Het hof passeert het verweer van [appellante] dat de budgetbeheerder verantwoordelijk gehouden moet worden voor het doen van de boedelafdracht en dat haar daarom de boedelachterstand niet te verwijten valt. [appellante] blijft zelf verantwoordelijk voor de boedelafdrachten. Bovendien is gebleken dat [appellante], naast het wekelijkse leefgeld van € 60,-, regelmatig extra geld heeft opgenomen van de rekening bij budgetbeheer om in haar levensbehoefte te voorzien. Zo heeft zij op 30 oktober 2013 € 500,- extra opgenomen, in december 2013 in totaal € 700,- en in januari 2014 in totaal € 580,-. Zij had kunnen en moeten beseffen dat deze extra opnames ten koste zouden gaan van de verplichte boedelafdracht, te meer omdat ook tijdens de mondelinge behandeling in eerste aanleg op 30 oktober 2013 de boedelachterstand aan de orde is geweest.
Gezien de omvang van de achterstand in de boedelafdrachten, het oplopen daarvan gedurende het hoger beroep en de spaarcapaciteit, is niet aannemelijk dat deze achterstand vóór het einde van de looptijd zal kunnen worden goedgemaakt, ook als de looptijd van de schuldsaneringsregeling wordt verlengd. Nu niet aannemelijk is geworden dat de moeder van [appellante] daadwerkelijk bereid en in staat is de boedelachterstand te betalen, is er ook geen sprake van een concreet en haalbaar voorstel tot het inlopen van de boedelachterstand.
2.6
[appellante] is aldus haar uit de schuldsanering voortvloeiende informatieverplichting en verplichting tot boedelafdracht niet naar behoren nagekomen.
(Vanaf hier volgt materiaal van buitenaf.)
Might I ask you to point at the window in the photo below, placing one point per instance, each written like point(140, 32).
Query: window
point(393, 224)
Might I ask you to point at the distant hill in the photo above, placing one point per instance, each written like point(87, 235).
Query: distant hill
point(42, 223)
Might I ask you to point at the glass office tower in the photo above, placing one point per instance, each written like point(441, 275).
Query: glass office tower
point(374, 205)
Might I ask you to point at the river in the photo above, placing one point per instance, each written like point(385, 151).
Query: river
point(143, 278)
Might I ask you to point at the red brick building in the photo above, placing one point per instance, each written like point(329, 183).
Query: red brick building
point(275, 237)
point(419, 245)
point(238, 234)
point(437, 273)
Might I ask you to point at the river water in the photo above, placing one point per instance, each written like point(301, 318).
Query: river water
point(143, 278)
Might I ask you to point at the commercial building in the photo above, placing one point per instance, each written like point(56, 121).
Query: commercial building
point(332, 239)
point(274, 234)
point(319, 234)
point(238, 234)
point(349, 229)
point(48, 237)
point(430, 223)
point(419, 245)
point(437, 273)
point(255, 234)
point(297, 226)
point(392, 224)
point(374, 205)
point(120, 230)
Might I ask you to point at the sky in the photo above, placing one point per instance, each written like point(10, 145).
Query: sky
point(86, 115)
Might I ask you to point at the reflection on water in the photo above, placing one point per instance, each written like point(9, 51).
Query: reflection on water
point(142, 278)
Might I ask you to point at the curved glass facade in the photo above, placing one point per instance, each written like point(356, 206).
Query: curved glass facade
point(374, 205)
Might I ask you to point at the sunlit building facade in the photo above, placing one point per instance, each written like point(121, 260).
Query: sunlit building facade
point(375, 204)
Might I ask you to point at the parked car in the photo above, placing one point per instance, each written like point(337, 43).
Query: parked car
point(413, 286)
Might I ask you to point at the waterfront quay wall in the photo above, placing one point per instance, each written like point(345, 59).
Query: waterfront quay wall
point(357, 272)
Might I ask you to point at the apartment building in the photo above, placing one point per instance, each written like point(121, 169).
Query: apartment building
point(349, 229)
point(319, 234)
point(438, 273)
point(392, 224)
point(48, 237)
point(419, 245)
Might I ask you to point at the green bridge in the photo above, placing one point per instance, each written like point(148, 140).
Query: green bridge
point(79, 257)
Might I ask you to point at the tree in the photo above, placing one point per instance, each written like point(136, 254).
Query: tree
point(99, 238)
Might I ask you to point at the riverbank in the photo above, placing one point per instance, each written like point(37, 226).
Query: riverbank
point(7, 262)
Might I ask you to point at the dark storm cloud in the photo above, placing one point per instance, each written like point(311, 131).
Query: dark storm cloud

Deze tekortkomingen, die [appellante] kunnen worden toegerekend, zijn zodanig ernstig dat deze dienen te leiden tot tussentijdse beëindiging van de toepassing van de schuldsaneringsregeling. Het vonnis waarvan beroep wordt dan ook bekrachtigd.

3.Beslissing

Het hof:
bekrachtigt het vonnis waarvan beroep.
Dit arrest is gewezen door mrs. G.C. Makkink, A.M.A. Verscheure en G.H. Lankhorst en in het openbaar uitgesproken op 22 april 2014 in tegenwoordigheid van de griffier.
Van dit arrest kan gedurende acht dagen na de dag van de uitspraak beroep in cassatie worden ingesteld door middel van een verzoekschrift in te dienen ter griffie van de Hoge Raad.